Les lombaires sont également exposées si le gainage n’est pas maintenu. Un bassin qui s’affaisse pendant les mountain climbers crée une cambrure lombaire sous charge – évitez cela en contractant activement le ventre à chaque répétition. Si vous travaillez par ailleurs votre force musculaire avec des exercices ciblant le haut du corps, comme les pompes quotidiennes, la ceinture scapulaire sera mieux préparée à encaisser ces transitions répétées.
Le burpee d’alpiniste s’impose comme l’un des exercices au poids du corps les plus rentables

Cet exercice convient particulièrement à ceux qui manquent de temps et veulent un entraînement complet en moins de 20 minutes. Un format HIIT de 4 à 6 minutes de burpees d’alpiniste suffit à élever durablement le rythme cardiaque et à fatiguer l’ensemble de la chaîne musculaire.

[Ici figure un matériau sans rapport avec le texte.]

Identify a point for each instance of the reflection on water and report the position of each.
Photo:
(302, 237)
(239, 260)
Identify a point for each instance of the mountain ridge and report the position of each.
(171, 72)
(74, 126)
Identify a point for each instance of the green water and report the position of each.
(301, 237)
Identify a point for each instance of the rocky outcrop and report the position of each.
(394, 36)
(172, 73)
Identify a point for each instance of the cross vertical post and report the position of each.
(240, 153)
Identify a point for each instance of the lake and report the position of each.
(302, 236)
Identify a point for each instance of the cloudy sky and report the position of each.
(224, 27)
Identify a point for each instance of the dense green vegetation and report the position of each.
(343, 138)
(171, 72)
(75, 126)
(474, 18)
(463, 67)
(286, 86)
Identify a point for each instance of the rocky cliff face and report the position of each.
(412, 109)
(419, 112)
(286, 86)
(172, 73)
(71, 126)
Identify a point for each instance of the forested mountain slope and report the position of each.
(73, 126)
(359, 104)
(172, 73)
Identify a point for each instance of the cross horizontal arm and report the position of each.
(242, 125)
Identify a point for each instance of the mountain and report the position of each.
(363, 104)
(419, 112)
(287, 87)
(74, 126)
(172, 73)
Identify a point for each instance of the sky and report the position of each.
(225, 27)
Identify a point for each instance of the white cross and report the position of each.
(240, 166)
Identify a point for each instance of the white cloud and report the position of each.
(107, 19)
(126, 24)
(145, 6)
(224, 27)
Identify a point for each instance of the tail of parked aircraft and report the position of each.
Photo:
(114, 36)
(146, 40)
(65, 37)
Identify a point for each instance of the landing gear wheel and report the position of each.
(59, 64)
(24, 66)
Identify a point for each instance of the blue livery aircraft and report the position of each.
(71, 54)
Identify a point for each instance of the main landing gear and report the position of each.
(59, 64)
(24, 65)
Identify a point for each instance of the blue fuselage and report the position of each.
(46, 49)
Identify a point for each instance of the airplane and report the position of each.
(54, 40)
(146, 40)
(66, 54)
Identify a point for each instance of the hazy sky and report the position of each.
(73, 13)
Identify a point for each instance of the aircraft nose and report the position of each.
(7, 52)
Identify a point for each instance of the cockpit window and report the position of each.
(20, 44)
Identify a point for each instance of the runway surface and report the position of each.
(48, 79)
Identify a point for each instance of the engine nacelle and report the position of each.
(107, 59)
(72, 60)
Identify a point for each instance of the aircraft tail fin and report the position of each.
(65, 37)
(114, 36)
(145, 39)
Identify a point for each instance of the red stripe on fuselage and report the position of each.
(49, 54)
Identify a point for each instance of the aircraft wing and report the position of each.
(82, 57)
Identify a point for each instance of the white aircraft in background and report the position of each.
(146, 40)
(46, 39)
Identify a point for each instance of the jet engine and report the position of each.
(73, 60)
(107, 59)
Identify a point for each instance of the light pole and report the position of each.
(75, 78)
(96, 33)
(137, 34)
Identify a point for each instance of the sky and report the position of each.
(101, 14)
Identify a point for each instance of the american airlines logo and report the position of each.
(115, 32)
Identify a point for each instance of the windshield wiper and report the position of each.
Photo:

Il s’adresse aussi bien à quelqu’un qui souhaite perdre du poids qu’à un sportif cherchant à améliorer son explosivité et son endurance. Le dosage change, l’exercice reste le même. C’est rare.
En revanche, si vous débutez complètement le fitness ou si vous revenez de blessure, prenez le temps de construire une base solide en gainage et en cardio avant d’intégrer le burpee d’alpiniste. Cet exercice récompense ceux qui arrivent préparés – et punit ceux qui brûlent les étapes.
Un corps qui maîtrise le burpee d’alpiniste a déjà résolu quelque chose : prouver qu’il peut tout faire avec rien.